Дома встретил сообщение о свадьбе Сарры и Аминадава сердитым молчанием, и молодые были сильно удивлены тем, что не сказал ни слова и вообще не проявил к случившемуся никакого интереса. Они даже как-то немного обиделись на это. Конечно же, Аминадав испытывал боязнь перед отчимом, но не было в жизни его случая, как говорится, согрешить перед ним, поссориться, а затем наслаждаться примирением. Учитывая всю необычность женитьбы на Сарре, он ожидал, что отчим будет метать громы и молнии, а затем они помирятся, и таким образом Аминадав узнает, насколько Эфраим его любит. Но все эти ожидания пошли прахом.
– Сарра родит дома, – сказал он Ривке ночью в их комнате, – но после этого я дам им деньги, пусть найдут сами себе место и создадут дом по их разумению.
Ривка не возразила. Она не могла требовать от Эфраима дважды из-за нее позориться перед жителями мошава, и к тому же была убеждена, что ответственность за поведение Аминадава лежит на ее плечах. Для него и так достаточно было решиться взять ее в жены и пойти против комитета мошава.
За год до начала Первой мировой родила Сарра первенца и дали ему имя Овед.

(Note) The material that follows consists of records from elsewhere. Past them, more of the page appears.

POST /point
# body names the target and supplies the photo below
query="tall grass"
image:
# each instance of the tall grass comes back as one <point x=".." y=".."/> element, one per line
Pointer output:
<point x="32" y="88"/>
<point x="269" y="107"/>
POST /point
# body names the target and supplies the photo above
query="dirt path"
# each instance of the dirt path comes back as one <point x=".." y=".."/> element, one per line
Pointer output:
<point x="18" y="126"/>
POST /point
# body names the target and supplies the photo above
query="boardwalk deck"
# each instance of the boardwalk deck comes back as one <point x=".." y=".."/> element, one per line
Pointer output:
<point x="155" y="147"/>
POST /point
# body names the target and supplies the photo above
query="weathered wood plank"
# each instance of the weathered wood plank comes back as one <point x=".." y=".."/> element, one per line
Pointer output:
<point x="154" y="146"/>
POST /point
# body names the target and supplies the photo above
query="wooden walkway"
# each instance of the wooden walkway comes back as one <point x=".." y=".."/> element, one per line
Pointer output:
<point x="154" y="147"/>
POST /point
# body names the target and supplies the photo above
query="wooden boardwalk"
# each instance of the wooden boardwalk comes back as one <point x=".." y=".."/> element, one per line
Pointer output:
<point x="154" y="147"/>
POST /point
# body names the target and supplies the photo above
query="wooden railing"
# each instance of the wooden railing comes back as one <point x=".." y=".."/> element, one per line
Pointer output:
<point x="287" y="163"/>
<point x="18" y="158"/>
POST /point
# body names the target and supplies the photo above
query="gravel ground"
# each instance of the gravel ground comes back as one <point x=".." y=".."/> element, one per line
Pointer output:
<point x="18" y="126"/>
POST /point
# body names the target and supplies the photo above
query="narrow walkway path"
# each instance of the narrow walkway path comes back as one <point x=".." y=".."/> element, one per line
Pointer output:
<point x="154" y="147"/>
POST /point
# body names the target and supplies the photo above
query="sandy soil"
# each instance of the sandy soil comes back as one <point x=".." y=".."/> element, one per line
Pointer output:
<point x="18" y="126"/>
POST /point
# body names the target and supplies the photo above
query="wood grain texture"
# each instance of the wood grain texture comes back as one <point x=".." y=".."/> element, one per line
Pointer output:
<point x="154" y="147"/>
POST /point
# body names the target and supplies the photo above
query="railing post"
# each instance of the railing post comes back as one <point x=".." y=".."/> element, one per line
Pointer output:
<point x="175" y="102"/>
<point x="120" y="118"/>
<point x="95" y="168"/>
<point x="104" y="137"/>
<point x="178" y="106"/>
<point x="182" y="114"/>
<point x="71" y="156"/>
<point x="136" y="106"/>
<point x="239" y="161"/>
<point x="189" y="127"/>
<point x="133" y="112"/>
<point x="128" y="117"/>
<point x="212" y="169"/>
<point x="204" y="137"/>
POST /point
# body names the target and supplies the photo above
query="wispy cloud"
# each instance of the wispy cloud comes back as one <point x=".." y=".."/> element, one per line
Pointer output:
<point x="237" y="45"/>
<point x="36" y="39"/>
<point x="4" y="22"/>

– Все мы земледельцы, работники земли, – сказал Эфраим.
Через полгода молодые переехали жить в Тель-Авив, и там Аминадав открыл фабрику по производству кирпичей и строительных блоков, на которой трудился сам с еще двумя рабочими. Сарра вела дела с подрядчиками и строителями. В свою квартиру на бульваре Ротшильда взяли они ученицу гимназии «Герцлия», которая после учебы следила за ребенком, убирала и варила, а Сарра сидела над счетами с подрядчиками и строителями, а затем ходила на стройки собирать долги и набирать заказы.
Через год Сарра родила еще одного сына, и дали ему имя Эликум, а еще через несколько месяцев грянула Первая мировая война, прекратилось строительство в Тель-Авиве, и фабрика закрылась.
Настали годы скорби, голода, изгнаний, годы, которые стираются из книги жизни. Прекратилась торговля цитрусовыми. Саранча 1913 года оголила плантации, и крестьяне обнищали до такой степени, что в домах не было и куска хлеба.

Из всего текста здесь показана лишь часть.